How History Effects Ezra
- WWI: All of the death and destruction of World War One would get to anybody, so it's only natural it might affect Ezra. It was disheartening, the way by which so many young lives had perished. Many people became disillusioned after this catastrophic event.
- The Great Depression: After the stock market crash, and imminent loss of jobs, Ezra may have felt as if his or everyone else’s hard work was not coming to fruition, and never would. He might have lost job opportunities and money, just as most others had.
- The Roaring 20’s: An ecstatic time, where hard work landed you with the big money, and the only major concern was the separation between old money, new money, and your average Joe. It was a time that filled people with hope and dreams.
- Victorian Culture: In the high society of the Victorian Age, separation between classes was inevitable, social constructs were inescapable, and the influence of this era was unimaginable to those of the time. The Victorian Era was highly influential to all aspects of Literature, Ezra not excluded.
- The Dust Bowl: Much like WWI, the loss of life and sure hopelessness of the situation surely made other feel sympathetic and lackluster.
Comparative analysis and common themes in "The Love Song of J.Alfred Prufrock" and "the garden"
Ezra Pound (standing) & His Friend T.S. Elliot (sitting)

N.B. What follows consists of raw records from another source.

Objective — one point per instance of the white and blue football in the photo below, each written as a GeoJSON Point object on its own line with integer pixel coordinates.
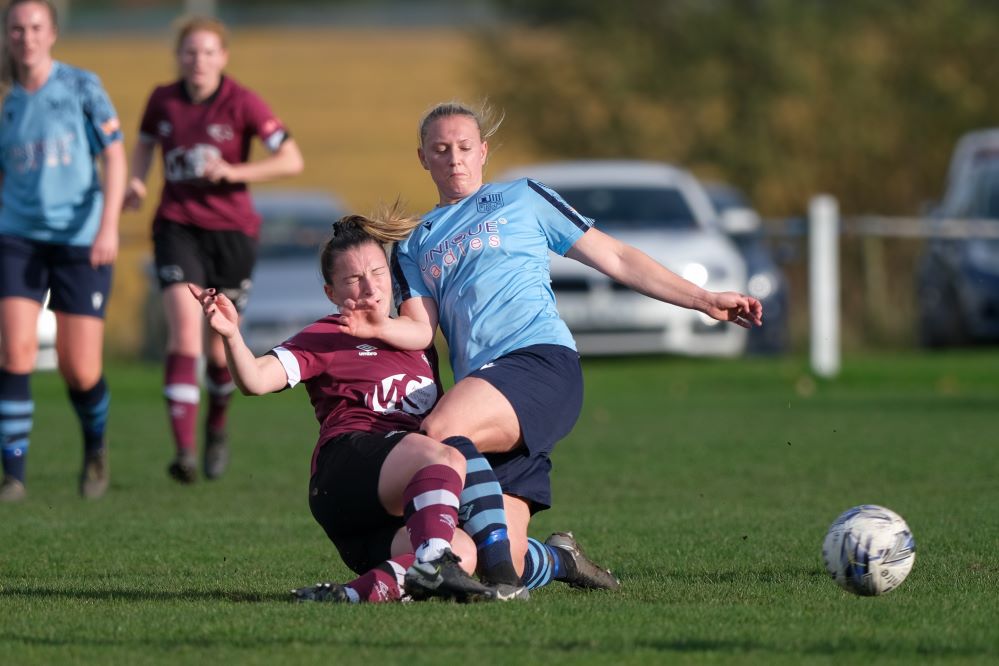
{"type": "Point", "coordinates": [869, 550]}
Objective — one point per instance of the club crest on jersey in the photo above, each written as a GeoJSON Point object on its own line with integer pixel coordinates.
{"type": "Point", "coordinates": [487, 203]}
{"type": "Point", "coordinates": [406, 393]}
{"type": "Point", "coordinates": [220, 133]}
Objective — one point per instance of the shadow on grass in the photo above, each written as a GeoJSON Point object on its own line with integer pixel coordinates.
{"type": "Point", "coordinates": [143, 596]}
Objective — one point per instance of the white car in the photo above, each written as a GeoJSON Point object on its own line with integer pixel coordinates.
{"type": "Point", "coordinates": [664, 211]}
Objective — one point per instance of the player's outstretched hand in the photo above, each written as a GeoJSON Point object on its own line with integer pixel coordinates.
{"type": "Point", "coordinates": [219, 311]}
{"type": "Point", "coordinates": [361, 318]}
{"type": "Point", "coordinates": [737, 308]}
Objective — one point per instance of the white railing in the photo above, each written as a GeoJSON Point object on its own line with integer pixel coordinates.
{"type": "Point", "coordinates": [824, 228]}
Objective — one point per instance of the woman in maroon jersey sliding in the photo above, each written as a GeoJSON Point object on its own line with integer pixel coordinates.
{"type": "Point", "coordinates": [205, 228]}
{"type": "Point", "coordinates": [387, 495]}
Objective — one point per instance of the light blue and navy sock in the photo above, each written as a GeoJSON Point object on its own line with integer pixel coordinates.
{"type": "Point", "coordinates": [16, 412]}
{"type": "Point", "coordinates": [92, 408]}
{"type": "Point", "coordinates": [542, 564]}
{"type": "Point", "coordinates": [482, 516]}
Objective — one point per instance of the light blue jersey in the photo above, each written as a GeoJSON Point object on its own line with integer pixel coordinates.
{"type": "Point", "coordinates": [48, 143]}
{"type": "Point", "coordinates": [484, 260]}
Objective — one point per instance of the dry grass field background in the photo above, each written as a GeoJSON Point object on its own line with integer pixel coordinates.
{"type": "Point", "coordinates": [352, 99]}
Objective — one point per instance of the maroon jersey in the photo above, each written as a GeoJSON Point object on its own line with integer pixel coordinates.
{"type": "Point", "coordinates": [359, 385]}
{"type": "Point", "coordinates": [190, 135]}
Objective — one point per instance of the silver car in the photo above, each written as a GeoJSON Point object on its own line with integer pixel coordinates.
{"type": "Point", "coordinates": [664, 211]}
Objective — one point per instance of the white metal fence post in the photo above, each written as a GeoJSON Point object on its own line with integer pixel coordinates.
{"type": "Point", "coordinates": [823, 284]}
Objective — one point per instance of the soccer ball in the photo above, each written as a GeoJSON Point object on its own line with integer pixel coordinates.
{"type": "Point", "coordinates": [869, 550]}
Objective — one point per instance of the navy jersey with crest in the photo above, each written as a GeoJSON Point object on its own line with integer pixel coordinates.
{"type": "Point", "coordinates": [484, 260]}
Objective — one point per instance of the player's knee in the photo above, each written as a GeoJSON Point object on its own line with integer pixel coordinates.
{"type": "Point", "coordinates": [18, 358]}
{"type": "Point", "coordinates": [437, 427]}
{"type": "Point", "coordinates": [450, 456]}
{"type": "Point", "coordinates": [432, 452]}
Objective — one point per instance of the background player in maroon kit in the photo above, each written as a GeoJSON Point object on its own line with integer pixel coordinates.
{"type": "Point", "coordinates": [386, 495]}
{"type": "Point", "coordinates": [205, 229]}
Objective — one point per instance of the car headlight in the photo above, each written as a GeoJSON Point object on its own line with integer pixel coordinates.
{"type": "Point", "coordinates": [696, 273]}
{"type": "Point", "coordinates": [762, 285]}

As discussed earlier, T.S. Eliot and Ezra Pound were close friend for a long time. They were so close that Pound helped Eliot edit and revise many of his works. Naturally, this makes for many similarities to be present within them. For instance, “The Garden” by Ezra Pound and “The Lovesong of J. Alfred Prufrock” by T.S. Eliot presented many of the same themes. Both the narrator of “The Lovesong of J. Alfred Prufrock” and the subject of “The Garden” fail to make connections with people they wish to. This not only reflects the theme that true connections between people are impossible, but also shows that when fear is present change cannot be. Both poems also display the idea that happiness depends upon ourselves, because neither the narrator of “The Lovesong of J. Alfred Prufrock” nor the subject of “The Garden” worked to make themselves happy. They both allowed social expectations to dictate their actions and, in the end, failed to become truly happy.